Hilda P. Holme
Quick Facts
Biography
Hilda Pauline Holme (October 1, 1888 – March 6, 1960) was an American Quaker relief worker in Europe after World War I, and a book collector.
Early life
Hilda P. Holme was born in Salem, New Jersey, the daughter of Richard Henry Holme and Pauline Waddington Holme. Her parents were Quakers; her father was a dairyman, and her mother was a noted temperance activist and suffragist. As a teenager, Holme served on a schools committee at the Baltimore Yearly Meeting of Friends, along with her mother and older sister. In 1910, following her mother and older sister, she graduated from Vassar College, with further studies at Johns Hopkins University.
Career
Holme worked in France and Poland doing refugee relief and agricultural reconstruction work with the American Friends Service Committee during and after World War I. She spoke to American women's clubs when she was home in Baltimore about her work, sometimes sharing examples of typical Polish peasant clothing. Some of the photographs she took while doing this work are in the Friends Historical Library at Swarthmore College.
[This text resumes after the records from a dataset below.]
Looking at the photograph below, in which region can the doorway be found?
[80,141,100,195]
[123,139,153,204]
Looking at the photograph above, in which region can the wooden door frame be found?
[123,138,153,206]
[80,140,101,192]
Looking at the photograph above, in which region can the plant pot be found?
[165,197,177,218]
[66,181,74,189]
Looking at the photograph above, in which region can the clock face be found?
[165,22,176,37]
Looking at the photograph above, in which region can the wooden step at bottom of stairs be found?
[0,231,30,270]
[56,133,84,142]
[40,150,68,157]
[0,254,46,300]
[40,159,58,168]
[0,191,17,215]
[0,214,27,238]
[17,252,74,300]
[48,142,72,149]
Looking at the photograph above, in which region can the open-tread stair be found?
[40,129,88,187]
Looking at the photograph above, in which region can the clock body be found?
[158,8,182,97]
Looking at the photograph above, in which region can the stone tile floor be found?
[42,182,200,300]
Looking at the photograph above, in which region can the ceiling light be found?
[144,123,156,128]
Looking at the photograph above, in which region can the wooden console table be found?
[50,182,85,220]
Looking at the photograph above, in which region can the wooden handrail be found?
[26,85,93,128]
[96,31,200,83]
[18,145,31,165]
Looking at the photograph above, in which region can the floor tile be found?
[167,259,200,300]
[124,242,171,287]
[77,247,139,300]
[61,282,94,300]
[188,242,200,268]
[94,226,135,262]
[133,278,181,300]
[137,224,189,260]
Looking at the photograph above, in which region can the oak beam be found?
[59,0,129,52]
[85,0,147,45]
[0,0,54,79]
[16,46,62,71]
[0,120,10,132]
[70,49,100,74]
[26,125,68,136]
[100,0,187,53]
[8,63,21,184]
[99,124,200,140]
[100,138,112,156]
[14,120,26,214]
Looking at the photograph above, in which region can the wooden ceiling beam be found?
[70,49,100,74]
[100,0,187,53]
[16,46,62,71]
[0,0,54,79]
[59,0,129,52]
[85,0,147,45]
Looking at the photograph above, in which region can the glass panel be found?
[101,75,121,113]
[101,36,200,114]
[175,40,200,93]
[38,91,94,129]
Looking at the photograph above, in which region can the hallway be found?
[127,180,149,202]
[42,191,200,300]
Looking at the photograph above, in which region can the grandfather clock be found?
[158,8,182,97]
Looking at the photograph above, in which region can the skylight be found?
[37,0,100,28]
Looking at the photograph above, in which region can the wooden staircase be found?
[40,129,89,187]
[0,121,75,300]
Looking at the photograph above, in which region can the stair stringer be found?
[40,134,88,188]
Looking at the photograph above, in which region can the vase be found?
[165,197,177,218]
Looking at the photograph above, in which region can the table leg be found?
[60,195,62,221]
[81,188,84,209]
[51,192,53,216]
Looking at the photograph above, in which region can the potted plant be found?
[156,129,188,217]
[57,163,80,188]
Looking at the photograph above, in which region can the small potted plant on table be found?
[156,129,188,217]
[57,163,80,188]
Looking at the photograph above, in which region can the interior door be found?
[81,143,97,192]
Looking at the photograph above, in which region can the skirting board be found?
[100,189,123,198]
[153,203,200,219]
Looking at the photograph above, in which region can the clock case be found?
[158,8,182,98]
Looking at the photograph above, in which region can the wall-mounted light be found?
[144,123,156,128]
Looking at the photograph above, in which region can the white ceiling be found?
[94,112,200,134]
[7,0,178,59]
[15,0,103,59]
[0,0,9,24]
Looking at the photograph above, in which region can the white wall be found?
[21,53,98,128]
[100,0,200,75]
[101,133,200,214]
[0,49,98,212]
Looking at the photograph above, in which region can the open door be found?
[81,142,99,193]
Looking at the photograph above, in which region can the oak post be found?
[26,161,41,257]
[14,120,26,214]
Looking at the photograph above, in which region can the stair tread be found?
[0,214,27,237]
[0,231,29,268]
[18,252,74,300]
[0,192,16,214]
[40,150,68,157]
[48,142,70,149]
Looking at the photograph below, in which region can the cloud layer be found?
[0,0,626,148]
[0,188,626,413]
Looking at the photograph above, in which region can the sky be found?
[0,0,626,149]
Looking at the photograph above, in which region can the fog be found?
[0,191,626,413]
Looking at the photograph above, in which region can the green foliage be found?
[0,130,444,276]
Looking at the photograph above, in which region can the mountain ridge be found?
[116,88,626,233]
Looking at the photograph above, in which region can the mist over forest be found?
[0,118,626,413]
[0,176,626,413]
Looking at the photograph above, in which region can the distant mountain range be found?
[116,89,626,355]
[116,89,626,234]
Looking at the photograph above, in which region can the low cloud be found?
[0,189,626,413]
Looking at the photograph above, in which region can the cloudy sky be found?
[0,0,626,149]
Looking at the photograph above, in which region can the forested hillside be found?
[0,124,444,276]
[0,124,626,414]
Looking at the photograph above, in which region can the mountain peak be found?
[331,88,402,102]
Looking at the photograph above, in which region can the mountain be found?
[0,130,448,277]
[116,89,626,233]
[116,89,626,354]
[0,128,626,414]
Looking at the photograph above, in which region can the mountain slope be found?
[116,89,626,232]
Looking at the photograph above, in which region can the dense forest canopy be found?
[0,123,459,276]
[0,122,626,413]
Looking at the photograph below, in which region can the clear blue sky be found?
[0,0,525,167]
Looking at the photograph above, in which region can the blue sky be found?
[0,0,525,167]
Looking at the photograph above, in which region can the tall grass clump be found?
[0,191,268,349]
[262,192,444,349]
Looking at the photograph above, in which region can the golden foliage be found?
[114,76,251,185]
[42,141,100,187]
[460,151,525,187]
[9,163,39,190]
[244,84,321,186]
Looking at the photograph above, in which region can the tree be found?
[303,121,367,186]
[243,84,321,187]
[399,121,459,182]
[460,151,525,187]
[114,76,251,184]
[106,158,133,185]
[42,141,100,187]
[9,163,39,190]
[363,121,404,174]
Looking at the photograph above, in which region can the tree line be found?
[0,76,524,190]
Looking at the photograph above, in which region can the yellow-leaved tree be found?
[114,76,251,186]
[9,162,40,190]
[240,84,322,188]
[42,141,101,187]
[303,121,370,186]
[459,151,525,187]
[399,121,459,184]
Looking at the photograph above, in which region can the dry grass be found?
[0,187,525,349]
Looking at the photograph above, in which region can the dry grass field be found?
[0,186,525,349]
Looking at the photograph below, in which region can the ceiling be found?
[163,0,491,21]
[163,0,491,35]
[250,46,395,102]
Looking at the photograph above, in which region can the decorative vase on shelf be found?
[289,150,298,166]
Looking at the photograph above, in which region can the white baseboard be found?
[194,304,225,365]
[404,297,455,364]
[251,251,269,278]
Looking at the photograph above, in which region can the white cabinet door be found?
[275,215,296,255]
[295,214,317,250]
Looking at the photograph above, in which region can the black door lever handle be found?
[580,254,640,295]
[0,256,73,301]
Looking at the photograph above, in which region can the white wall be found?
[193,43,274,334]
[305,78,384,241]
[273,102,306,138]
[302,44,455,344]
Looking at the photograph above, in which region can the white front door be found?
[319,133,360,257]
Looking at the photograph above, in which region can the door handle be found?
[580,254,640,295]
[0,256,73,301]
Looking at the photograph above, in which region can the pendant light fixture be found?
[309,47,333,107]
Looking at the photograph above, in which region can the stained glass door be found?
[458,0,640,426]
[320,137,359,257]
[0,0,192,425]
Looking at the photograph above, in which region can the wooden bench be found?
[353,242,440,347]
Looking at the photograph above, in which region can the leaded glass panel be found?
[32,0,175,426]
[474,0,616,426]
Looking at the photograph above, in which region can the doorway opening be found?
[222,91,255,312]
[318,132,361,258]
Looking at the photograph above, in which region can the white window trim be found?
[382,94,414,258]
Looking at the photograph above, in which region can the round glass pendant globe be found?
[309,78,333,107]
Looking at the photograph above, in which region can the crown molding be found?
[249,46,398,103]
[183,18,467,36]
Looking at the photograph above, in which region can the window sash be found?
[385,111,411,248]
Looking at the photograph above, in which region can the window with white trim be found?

Holme collected hundreds of books, prints and illustrations in her travels, including books illustrated by Gustave Doré, John Everett Millais, and Dante Gabriel Rossetti.She also organized a donation of over 900 children's books to the Warsaw Public Library in 1946. She donated her collection of books to the Enoch Pratt Free Library in 1954.
Personal life
Holme's older siblings both died in an automobile accident in 1924. She died in 1960, aged 71 years, at a nursing home in Lutherville, Maryland. Her collection of European folk costumes was donated to the International Center at the West Baltimore branch of the YWCA, and displayed there in 1965 and 1975. Her book collections became the Hilda Holme Book Illustration Collection at the Enoch Pratt Free Library, and more than 100 of the illustrations are available through Digital Maryland.